Hacker Newsnew | past | comments | ask | show | jobs | submitlogin
BtrBlocks: Efficient Columnar Compression for Data Lakes [pdf] (tum.de)
138 points by eatonphil on Sept 16, 2023 | hide | past | favorite | 27 comments


So, something between parquet/ORC (a bit more compressed) and arrow (very CPU scan-friendly)

I wish we could specify what we intend to do to data, craft a cost model, and let a 4th gen system optimize around that. Something that would pick and choose between the different compression techniques in this paper and also the ones from arrow and parquet.

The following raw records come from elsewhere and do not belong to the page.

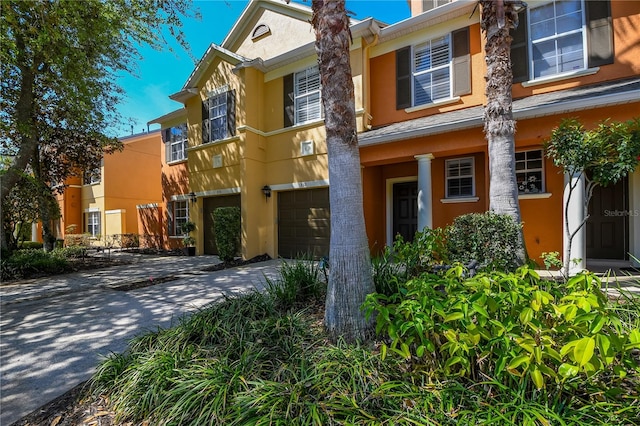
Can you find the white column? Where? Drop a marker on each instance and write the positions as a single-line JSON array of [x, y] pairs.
[[575, 214], [425, 207]]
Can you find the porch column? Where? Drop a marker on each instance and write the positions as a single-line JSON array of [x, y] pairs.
[[575, 214], [425, 208]]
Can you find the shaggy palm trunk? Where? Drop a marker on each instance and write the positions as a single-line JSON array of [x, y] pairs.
[[498, 17], [350, 276]]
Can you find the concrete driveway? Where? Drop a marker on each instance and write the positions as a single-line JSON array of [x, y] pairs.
[[53, 332]]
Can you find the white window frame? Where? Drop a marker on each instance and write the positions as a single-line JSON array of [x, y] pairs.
[[527, 176], [417, 73], [218, 103], [179, 220], [92, 177], [302, 94], [93, 223], [459, 177], [178, 138], [556, 37]]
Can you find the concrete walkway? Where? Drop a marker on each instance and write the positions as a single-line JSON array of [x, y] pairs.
[[54, 331]]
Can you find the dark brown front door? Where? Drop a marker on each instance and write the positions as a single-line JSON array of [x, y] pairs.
[[405, 210], [608, 223], [304, 223], [209, 205]]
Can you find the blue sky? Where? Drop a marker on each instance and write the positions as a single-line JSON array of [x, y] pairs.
[[162, 73]]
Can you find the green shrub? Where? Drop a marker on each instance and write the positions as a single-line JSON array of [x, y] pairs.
[[30, 245], [25, 263], [226, 228], [299, 281], [514, 328], [489, 238]]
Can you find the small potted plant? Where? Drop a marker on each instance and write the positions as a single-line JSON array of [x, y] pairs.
[[188, 241]]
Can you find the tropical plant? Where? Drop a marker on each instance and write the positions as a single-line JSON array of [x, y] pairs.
[[600, 156], [498, 18], [350, 278]]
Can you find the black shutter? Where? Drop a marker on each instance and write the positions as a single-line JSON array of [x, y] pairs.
[[289, 101], [170, 218], [231, 113], [403, 78], [206, 123], [166, 138], [461, 62], [599, 33], [520, 50]]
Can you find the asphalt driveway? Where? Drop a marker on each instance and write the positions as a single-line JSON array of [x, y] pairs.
[[53, 332]]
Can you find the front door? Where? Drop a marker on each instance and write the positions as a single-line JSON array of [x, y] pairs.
[[608, 223], [405, 210]]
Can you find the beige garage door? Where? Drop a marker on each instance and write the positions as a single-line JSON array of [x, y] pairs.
[[304, 225]]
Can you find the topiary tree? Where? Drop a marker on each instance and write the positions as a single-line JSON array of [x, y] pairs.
[[227, 228], [601, 156]]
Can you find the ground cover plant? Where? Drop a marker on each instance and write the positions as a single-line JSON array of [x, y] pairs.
[[497, 348]]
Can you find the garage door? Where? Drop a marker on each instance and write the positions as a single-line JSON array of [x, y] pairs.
[[209, 205], [304, 223]]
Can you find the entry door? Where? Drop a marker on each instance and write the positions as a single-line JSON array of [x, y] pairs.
[[608, 223], [405, 210]]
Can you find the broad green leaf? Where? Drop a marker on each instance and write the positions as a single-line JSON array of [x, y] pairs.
[[526, 315], [537, 378], [583, 351], [567, 370], [518, 361], [454, 316]]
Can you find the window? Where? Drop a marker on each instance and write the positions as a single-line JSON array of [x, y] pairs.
[[459, 181], [175, 139], [530, 171], [178, 215], [93, 223], [218, 116], [92, 176], [431, 71], [434, 70], [307, 95], [557, 37]]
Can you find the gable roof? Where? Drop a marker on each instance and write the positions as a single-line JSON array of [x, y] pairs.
[[576, 99]]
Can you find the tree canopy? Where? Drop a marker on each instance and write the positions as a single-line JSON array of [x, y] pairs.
[[60, 62]]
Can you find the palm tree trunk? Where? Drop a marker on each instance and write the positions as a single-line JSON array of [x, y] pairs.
[[350, 276], [498, 17]]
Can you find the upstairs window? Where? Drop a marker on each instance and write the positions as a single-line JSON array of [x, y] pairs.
[[302, 94], [431, 71], [530, 171], [557, 38], [218, 116], [92, 176], [307, 95], [175, 139], [459, 178]]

While I wish there were good principled methods for determining these choices, isn't a meaningful limitation that often when you first start writing the data, you typically don't know all of the ways it will eventually be used? Sometimes, the team tasked with making data available for various forms of bulk processing has to guess at what teams and mandates might exist years from when they are setting up the data lake, or even what compliance requirements will arise. E.g. as different areas introduce data protection laws, perhaps your datalake which could previously assume that records are written but not deleted has to support queries to find PII values associated with a person who has issued a delete request, and you're forced to rewrite lots of files. Or a downstream team starts using vector DBs and wants to assemble datasets by doing queries for records which match any of 100k IDs, which have associated vectors in regions of interest, and you need something that's not a single scan but also not a large number of point lookups. Etc, etc. How do you have a principled method for optimizing for unknown future use cases? Does it make sense to talk about a probability distribution over future queries?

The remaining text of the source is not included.